Una chica de pelo verde me sonrió, pasando su brazo por el cuello de Aaron.

—¿Es la nueva?

Me erguí, levantando los hombros y la miré fijamente a los ojos.

Se rió.

—Tranquila, chica, que no muerdo —dijo, divertida, al ver que intentaba mantenerme firme.

Me relajé de inmediato, aceptando que no tenía mala idea.

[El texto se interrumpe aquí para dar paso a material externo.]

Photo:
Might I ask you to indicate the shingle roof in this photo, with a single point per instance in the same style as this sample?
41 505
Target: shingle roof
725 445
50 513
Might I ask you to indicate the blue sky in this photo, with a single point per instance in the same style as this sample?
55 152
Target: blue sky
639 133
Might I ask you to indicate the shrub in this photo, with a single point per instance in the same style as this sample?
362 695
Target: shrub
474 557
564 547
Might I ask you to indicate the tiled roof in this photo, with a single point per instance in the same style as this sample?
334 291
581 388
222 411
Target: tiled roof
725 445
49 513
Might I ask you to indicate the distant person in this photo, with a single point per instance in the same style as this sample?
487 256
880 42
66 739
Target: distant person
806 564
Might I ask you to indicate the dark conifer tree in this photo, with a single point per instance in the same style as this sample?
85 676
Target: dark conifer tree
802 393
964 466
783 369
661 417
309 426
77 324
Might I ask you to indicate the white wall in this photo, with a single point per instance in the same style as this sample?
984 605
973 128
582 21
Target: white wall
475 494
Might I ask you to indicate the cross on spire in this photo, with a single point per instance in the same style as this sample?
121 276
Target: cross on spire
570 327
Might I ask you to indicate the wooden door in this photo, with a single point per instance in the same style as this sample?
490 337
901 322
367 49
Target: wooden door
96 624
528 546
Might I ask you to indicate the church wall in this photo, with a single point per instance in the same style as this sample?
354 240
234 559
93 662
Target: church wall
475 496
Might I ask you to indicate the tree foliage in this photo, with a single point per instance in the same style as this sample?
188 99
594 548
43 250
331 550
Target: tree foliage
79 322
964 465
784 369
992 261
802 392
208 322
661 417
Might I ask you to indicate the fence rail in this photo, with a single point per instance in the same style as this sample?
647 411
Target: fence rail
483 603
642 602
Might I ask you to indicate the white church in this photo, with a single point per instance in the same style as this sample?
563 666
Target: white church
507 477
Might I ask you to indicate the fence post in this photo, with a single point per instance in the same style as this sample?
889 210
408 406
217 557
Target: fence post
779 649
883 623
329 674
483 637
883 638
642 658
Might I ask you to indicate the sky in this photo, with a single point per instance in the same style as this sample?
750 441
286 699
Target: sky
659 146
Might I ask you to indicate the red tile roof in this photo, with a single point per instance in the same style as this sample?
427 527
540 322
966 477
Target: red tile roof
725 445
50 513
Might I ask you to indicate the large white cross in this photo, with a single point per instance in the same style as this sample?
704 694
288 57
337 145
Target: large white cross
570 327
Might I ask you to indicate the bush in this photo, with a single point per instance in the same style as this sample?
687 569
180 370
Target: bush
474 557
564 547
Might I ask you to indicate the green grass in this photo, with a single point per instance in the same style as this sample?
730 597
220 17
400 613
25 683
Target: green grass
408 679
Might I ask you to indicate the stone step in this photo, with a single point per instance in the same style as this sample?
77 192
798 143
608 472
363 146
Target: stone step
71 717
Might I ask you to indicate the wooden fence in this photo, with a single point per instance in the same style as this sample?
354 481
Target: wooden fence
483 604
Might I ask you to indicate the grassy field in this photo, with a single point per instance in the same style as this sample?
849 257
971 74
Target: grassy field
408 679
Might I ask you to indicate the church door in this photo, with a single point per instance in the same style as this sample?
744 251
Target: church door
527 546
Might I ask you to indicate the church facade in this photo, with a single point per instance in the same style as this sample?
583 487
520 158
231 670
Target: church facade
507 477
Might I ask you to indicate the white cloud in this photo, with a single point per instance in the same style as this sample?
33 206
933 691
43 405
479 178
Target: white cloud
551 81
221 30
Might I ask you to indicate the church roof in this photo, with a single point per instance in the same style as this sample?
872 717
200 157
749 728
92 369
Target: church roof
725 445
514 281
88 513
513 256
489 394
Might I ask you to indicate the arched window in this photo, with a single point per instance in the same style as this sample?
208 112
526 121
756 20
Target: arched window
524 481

No emitía señales de desprecio.

—Soy Atenea —se presentó. Levanté una ceja. Ella sonrió—. Cosas de mi madre, es un poco rara.

—Tienes el pelo verde y trabajas aquí.

Sabía de sobra que Mason nunca, jamás, contrataría a alguien con el pelo de colores.

—Eso es porque no puede despedirme. Soy su tía.

—¡¿Qué?! Pero no pareces tener más de...

—¿Veintitrés? —aventuró Atenea—. Sí, me lo dicen mucho. Es mayor que yo, pero soy su tía, bla, bla, bla… Su madre es mi hermanastra.

Supuse que me encontraba ante la única persona con la que Campbell se mostraba amable.

Atenea se quedó mirando mi cara aturdida.

—Oh, cariño, el hecho de que sea su tía no me salva de su mierda de actitud.

—Sí, pero eres la única persona a la que parece respetar —señaló Aaron.

La joven se encogió de hombros, como si no fuera para tanto. Nunca creí que el señor Campbell fuera capaz de respetar a alguien.

Desde mi punto de vista, su enorme ego, del tamaño de la tierra, no podía ser capaz de soportar algo así.

Era extraño, tratándose de un hombre que exigía respeto adondequiera que iba.

—Volvamos al curro.

Le di una palmadita en el hombro a Aaron antes de continuar.

Me esperaba un largo y doloroso día.